The Dark Side - Illegal and Fraudulent Activity
All of the parties to a short sale are thinking about valuation. Am I getting a fair price? Am I getting a discount from market value? Is the lender approving a sale price that minimizes their loss? With the huge volume involved, lenders often consider using alternative valuation products that are less expensive than a 'full appraisal'. Many times that valuation takes the form of a 'BPO' or Broker's Price Opinion that is performed by a real estate sales person. In fact, when the Treasury Department announced the new Home Affordable Foreclosure Alternatives (HAFA) program in April 2010, the program indicated that it will allow the use of BPOs to determine the value. That has raised concerns on several fronts.
First, there are 23 states including Connecticut where performing such a BPO as a valuation product for a fee (rather than as a service in the potential listing, sale or lease of property) is not allowed under state law. Real estate agents in Connecticut are in violation of state licensing law if they perform such a valuation.

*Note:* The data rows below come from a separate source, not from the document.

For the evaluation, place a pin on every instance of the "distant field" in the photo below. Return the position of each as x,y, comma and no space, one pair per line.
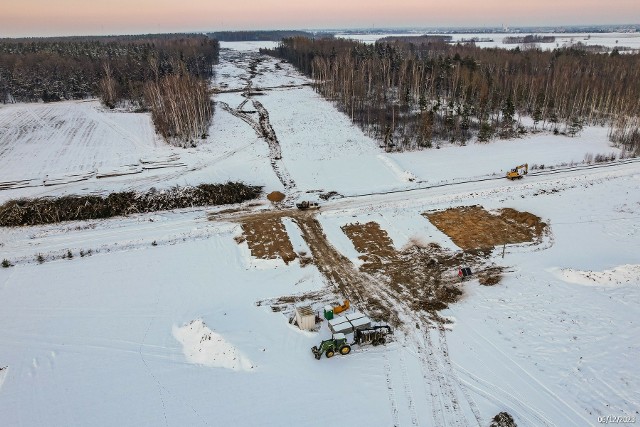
69,138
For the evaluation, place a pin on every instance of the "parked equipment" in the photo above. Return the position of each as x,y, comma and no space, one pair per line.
375,335
518,172
340,308
304,205
337,343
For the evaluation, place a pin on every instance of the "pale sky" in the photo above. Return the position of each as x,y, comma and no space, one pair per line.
79,17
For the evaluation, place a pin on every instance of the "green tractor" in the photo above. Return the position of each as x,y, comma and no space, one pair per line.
338,343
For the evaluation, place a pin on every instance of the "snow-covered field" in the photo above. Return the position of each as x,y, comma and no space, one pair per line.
172,333
487,40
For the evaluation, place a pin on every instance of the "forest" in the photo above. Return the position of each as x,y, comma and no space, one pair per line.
412,95
250,36
166,74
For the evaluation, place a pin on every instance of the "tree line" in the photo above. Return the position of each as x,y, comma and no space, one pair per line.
412,95
166,74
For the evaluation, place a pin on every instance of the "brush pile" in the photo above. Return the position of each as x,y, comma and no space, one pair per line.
74,208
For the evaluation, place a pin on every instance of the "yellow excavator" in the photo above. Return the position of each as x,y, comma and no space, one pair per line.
518,172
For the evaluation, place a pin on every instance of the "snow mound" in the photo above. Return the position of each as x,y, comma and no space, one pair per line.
202,346
628,274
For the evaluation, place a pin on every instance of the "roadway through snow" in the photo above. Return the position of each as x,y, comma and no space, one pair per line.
453,392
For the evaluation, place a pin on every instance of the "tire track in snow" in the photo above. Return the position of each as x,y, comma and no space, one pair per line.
448,365
390,391
407,391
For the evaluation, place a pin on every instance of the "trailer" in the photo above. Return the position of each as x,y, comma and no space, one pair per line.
374,335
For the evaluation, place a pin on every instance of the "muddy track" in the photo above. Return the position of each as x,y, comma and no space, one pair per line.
275,152
422,331
335,267
262,127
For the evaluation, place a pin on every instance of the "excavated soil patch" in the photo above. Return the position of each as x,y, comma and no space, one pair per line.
267,239
372,242
275,196
472,227
422,276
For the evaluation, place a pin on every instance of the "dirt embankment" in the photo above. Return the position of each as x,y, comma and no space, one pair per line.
420,277
472,227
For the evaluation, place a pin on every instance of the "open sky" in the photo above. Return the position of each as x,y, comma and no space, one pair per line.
77,17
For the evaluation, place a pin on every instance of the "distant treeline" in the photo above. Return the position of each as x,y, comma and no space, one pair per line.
251,36
134,70
531,38
411,95
416,39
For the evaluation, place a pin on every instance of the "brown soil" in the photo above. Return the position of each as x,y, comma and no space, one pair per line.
268,239
422,278
275,196
472,227
491,276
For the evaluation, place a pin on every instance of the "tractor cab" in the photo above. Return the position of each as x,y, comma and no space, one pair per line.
337,343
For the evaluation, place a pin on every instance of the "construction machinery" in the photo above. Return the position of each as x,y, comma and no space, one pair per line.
374,335
304,205
340,308
337,344
518,172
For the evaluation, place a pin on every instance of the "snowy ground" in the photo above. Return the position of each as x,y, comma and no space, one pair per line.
138,333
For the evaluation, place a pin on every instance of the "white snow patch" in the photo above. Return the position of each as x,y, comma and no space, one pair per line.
628,274
402,175
295,236
202,346
3,374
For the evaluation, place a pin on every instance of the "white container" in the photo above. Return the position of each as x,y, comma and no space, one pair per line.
342,326
354,316
363,322
305,317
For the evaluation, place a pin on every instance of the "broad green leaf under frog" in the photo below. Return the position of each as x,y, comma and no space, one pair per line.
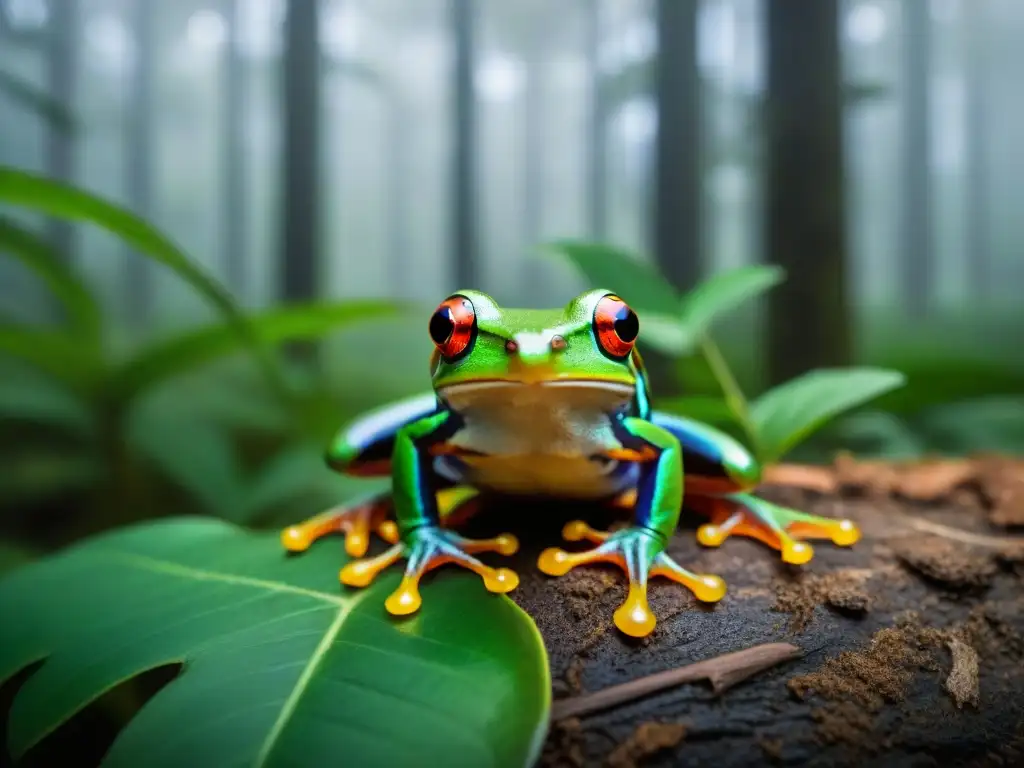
280,664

Sometimes the illegal activity goes beyond just performing a banned service. With all the properties in distress, and all the billions of dollars involved, there are those who have found ways to tilt the system in their favor, fraudulently.
Neil Barofsky, special inspector general for the TARP program has been critical of the government's foreclosure prevention program. In his first quarter 2010 report to Congress, he said that to Treasury's credit, the changes made were an important step forward in addressing the flaws of HAMP. But he went on to say in the report that "No program of this type and scale can be considered well designed without robust protections of taxpayer funds against the predation of criminals".

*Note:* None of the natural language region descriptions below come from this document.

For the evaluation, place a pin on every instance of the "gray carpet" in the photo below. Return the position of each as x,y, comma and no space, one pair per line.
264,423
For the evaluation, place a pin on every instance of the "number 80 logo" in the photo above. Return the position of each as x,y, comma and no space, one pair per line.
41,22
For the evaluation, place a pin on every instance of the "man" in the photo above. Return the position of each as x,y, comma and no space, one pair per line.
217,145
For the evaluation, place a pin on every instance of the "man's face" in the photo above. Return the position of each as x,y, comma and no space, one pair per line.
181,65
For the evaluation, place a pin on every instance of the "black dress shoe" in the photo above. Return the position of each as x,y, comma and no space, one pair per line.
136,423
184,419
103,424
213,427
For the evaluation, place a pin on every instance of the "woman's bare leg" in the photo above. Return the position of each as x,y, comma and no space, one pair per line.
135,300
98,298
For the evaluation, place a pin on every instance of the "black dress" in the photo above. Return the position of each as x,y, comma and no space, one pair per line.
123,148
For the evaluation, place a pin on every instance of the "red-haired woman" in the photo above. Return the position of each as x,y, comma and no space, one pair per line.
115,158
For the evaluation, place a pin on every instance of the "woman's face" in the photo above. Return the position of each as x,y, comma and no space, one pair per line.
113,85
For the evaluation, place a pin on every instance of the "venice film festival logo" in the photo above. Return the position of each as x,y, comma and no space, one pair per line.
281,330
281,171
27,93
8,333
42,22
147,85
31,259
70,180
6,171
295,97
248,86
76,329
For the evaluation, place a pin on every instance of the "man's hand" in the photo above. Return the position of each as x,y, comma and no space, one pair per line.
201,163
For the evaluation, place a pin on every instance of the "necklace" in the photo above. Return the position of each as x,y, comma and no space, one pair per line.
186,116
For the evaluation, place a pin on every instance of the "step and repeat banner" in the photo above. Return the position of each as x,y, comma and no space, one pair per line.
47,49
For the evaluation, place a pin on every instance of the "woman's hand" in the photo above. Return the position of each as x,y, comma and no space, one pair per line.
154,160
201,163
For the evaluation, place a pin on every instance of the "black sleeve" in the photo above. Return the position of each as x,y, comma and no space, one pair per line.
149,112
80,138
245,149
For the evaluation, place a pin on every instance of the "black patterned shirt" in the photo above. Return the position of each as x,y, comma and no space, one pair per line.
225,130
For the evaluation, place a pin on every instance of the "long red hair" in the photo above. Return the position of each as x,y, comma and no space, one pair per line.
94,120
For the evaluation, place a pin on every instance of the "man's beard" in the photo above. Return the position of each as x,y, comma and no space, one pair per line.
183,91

One common short sale fraud scheme is called 'flopping'. It uses property values that are intentionally deflated in order to enable a decreased cost for the buyer in the short sale, often to a "straw buyer". The property is then quickly flipped, or "flopped", for the much higher actual market value producing a substantial profit for the crooks. The inspector general's report to Congress goes on to say that "Historically, these schemes often involve the participation of corrupt brokers and servicers. As constituted now, the program (HAFA) permits home valuation, a key vulnerability point for a flopping scheme, without a true appraisal, allowing estimates from brokers or other 'independent' providers at the discretion of the servicer...These less-than-robust valuation methods, along with the increased incentives through Government-funded payouts, leave the program vulnerable to fraud." The report then recommends that Treasury eliminate the valuation requirements that allow BPOs and substitute the FHA appraisal standard for all principal reduction and short sale programs.
For all who are attracted to the potential benefits that short sales bring to our distressed real estate markets, there also is a need to be informed, be aware of the pitfalls as well as the advantages, and to get good advice from qualified professionals before important financial decisions are made. The cost of that professional advice will look very cheap in comparison to the tens of thousands that might be lost without it.
Frank O'Neill, Jr., SRA is senior vice president and chief appraiser at Sepso Appraisal Associates in Stratford, Conn.